Segregation aufweichen

Noch aus einem anderen Grund ist der geschlechtsneutrale Unterricht von enormer Bedeutung. Die Geschlechtersegregation im Beruf ist in der Schweiz im Vergleich mit anderen europäischen Ländern gemäss einer Studie der Uni Basel stark ausgeprägt. Das heisst, Frauen arbeiten überwiegend in frauentypischen, Männer in männertypischen Berufen. Die Geschlechtersegregation ist aus mehreren Gründen problematisch: Frauentypische Berufe – z. B. Pflege oder Kindererziehung – haben einen geringen gesellschaftlichen Status, bieten kaum Aufstiegschancen und werden niedrig entlöhnt. Ferner geht der Gesellschaft und der Wirtschaft ein grosses Potenzial verloren, wenn junge Erwachsene ausschliesslich geschlechtstypische Berufe erlernen und damit ihre Fähigkeiten nicht voll entfalten. Umgekehrt würden stark vergeschlechtlichte Berufsfelder wie etwa der Informatik- oder Pflegeberuf, die unter einem Fachkräftemangel leiden, von einer Aufweichung der Segregation profitieren. Das familiäre Umfeld, Lehrpersonen und Berufsbildner müssen sich deshalb unbedingt positiv verhalten, wenn Frauen einen geschlechtsuntypischen Berufswunsch haben. Damit Technologie wirklich zukunftsweisend sein kann, darf sie niemanden ausschliessen. Ginni Rometty, CEO und Präsidentin von IBM, hat sich dementsprechend geäussert: «Damit Technologie wirklich ethisch und unvoreingenommen ist, müssen alle die gleichen Chancen haben, sich an ihrer Entwicklung zu beteiligen.»

Selbstbewusstsein stärken

Knaben schreiben sich in der Mathematik grössere Fähigkeiten zu als Mädchen und zwar in einem Ausmass, das durch die tatsächlichen Schulnoten nicht gerechtfertigt ist, zeigt eine Studie des Deutschen Instituts für Wirtschaftsforschung. Frauen studieren diese Fächer offenbar auch deshalb weitaus seltener als Männer, weil sie ihre mathematischen Fähigkeiten schon sehr früh in ihrer Schulzeit unterschätzen und deshalb Präferenzen für andere Fächer, meist Sprachen, entwickeln. Bedingt durch gesellschaftliche Rollenbilder ist es deshalb enorm wichtig, dass Lehrpersonen und Eltern Mädchen schon zu Beginn der Schulzeit von ihren mathematischen Fähigkeiten überzeugen. Umgekehrt könnten Knaben im Fach Deutsch gefördert werden.

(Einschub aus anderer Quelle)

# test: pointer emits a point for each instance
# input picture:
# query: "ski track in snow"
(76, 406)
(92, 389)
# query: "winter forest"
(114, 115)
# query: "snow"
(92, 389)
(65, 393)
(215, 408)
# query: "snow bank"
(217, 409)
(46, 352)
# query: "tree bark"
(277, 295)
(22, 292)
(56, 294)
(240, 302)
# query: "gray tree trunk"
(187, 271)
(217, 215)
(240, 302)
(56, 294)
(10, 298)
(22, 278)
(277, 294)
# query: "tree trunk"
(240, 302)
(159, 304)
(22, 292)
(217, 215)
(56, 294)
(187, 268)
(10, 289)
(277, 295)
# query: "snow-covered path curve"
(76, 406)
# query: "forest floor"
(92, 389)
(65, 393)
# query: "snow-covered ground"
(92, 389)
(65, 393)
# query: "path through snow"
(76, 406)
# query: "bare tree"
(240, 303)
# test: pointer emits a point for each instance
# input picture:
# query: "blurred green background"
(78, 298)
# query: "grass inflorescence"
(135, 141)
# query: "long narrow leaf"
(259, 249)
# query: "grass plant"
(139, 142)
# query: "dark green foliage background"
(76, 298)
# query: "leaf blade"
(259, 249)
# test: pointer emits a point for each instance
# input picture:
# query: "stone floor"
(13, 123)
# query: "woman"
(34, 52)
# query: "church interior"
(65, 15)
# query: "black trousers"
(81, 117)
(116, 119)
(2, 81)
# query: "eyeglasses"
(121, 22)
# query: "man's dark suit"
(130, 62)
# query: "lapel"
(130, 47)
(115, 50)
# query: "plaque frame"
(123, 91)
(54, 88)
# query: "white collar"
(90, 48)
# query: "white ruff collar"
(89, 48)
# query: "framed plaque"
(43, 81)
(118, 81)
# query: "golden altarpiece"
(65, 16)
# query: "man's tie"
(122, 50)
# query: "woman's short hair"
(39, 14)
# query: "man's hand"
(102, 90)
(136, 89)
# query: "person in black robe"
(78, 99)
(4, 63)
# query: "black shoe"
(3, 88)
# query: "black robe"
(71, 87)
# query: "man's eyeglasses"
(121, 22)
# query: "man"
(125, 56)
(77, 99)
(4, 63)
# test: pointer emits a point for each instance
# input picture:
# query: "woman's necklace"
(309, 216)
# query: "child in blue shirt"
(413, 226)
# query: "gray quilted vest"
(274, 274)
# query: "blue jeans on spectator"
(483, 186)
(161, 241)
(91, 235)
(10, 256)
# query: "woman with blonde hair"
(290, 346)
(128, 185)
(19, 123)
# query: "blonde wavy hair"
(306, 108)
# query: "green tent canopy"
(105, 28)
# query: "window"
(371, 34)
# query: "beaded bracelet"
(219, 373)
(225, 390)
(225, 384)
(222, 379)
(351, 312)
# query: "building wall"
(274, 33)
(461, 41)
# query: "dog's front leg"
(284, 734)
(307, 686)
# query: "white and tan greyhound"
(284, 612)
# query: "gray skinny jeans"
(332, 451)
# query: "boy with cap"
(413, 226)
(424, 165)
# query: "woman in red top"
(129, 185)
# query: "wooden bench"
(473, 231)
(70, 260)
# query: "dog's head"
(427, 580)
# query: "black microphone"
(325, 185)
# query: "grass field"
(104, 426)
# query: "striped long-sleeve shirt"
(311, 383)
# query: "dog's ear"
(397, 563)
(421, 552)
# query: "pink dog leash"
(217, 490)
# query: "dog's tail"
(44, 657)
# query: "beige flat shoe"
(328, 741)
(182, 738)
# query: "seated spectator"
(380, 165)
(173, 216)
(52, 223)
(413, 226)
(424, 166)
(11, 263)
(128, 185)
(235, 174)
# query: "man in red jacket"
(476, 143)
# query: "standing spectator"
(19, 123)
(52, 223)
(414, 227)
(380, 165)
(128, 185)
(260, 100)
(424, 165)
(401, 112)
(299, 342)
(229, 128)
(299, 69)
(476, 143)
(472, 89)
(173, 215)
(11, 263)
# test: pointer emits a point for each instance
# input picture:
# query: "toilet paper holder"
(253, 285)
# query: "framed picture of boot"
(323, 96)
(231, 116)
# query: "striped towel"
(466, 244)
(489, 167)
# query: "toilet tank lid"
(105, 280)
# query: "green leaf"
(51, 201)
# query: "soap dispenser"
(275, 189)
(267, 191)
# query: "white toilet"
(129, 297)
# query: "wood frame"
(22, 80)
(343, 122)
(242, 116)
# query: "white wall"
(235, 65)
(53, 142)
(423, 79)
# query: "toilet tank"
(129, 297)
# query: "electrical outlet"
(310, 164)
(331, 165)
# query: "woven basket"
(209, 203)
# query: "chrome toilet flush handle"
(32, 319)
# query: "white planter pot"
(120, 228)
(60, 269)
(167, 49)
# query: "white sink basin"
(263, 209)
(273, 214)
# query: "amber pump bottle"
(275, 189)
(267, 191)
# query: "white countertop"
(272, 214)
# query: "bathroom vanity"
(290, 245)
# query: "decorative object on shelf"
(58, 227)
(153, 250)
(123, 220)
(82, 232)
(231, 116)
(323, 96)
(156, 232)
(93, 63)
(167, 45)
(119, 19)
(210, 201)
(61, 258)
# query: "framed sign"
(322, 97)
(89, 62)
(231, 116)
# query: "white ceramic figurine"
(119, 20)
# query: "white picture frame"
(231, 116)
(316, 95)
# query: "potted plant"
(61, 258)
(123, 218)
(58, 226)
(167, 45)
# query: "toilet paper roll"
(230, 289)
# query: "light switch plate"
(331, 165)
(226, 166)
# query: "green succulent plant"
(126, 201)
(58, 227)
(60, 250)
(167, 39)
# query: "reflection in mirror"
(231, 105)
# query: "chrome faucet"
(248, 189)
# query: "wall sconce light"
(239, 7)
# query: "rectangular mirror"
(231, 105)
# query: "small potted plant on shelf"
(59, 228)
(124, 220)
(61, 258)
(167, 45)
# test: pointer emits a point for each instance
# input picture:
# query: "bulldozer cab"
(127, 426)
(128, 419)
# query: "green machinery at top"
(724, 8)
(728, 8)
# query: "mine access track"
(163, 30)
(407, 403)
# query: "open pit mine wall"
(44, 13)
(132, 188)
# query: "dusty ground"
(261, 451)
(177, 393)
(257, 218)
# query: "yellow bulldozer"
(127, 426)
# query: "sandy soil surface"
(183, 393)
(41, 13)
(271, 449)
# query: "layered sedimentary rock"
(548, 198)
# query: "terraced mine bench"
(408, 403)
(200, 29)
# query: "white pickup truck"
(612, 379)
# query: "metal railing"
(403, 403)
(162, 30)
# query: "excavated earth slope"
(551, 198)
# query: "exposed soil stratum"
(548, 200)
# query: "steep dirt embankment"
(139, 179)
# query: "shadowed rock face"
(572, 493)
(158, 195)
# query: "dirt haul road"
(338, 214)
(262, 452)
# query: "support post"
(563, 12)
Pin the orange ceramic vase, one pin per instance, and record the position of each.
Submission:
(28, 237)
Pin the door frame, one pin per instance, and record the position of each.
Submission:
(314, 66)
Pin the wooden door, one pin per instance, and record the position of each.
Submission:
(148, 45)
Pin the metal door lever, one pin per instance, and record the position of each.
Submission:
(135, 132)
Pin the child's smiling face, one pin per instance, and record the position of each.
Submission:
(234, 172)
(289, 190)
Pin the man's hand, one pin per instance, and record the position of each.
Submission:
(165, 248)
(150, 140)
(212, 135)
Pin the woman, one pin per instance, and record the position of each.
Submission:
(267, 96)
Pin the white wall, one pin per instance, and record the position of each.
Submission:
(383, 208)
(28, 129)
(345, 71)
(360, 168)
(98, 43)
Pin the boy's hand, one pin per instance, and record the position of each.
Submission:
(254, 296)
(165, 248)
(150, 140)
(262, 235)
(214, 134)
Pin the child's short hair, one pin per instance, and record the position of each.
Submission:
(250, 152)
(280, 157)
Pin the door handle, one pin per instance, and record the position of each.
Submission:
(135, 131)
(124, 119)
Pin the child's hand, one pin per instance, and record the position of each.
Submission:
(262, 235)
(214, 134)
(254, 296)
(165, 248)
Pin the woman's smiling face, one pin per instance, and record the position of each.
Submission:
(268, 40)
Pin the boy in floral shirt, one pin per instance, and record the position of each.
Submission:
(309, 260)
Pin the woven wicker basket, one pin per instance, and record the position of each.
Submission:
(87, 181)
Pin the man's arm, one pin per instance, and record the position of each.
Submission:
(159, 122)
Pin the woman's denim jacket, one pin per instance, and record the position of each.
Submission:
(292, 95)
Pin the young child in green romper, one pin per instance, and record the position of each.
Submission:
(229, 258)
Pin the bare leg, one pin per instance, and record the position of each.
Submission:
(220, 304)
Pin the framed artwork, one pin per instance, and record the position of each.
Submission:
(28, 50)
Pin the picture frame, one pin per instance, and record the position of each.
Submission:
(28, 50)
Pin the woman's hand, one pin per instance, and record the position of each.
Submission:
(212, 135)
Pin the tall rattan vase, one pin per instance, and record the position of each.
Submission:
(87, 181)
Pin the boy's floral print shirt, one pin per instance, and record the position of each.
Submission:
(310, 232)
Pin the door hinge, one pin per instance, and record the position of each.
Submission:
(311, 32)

Wir können somit folgendes Fazit ziehen: Nicht die Mädchen müssen sich ändern. Wir alle!

Klar ist, dass es nicht schnell gehen wird. Um junge Frauen für MINT-Berufe zu begeistern, braucht es nicht nur (weibliche) Vorbilder, sondern vor allem ein Umdenken. In der Familie, in der Schule, in den Pädagogischen Hochschulen, in der Berufsberatung und vor allem in der Bildungspolitik!

 

Alain Gut

Dr. Alain Gut ist Director Public Affairs bei der IBM Schweiz AG und Präsident der Kommission Bildung von ICTswitzerland.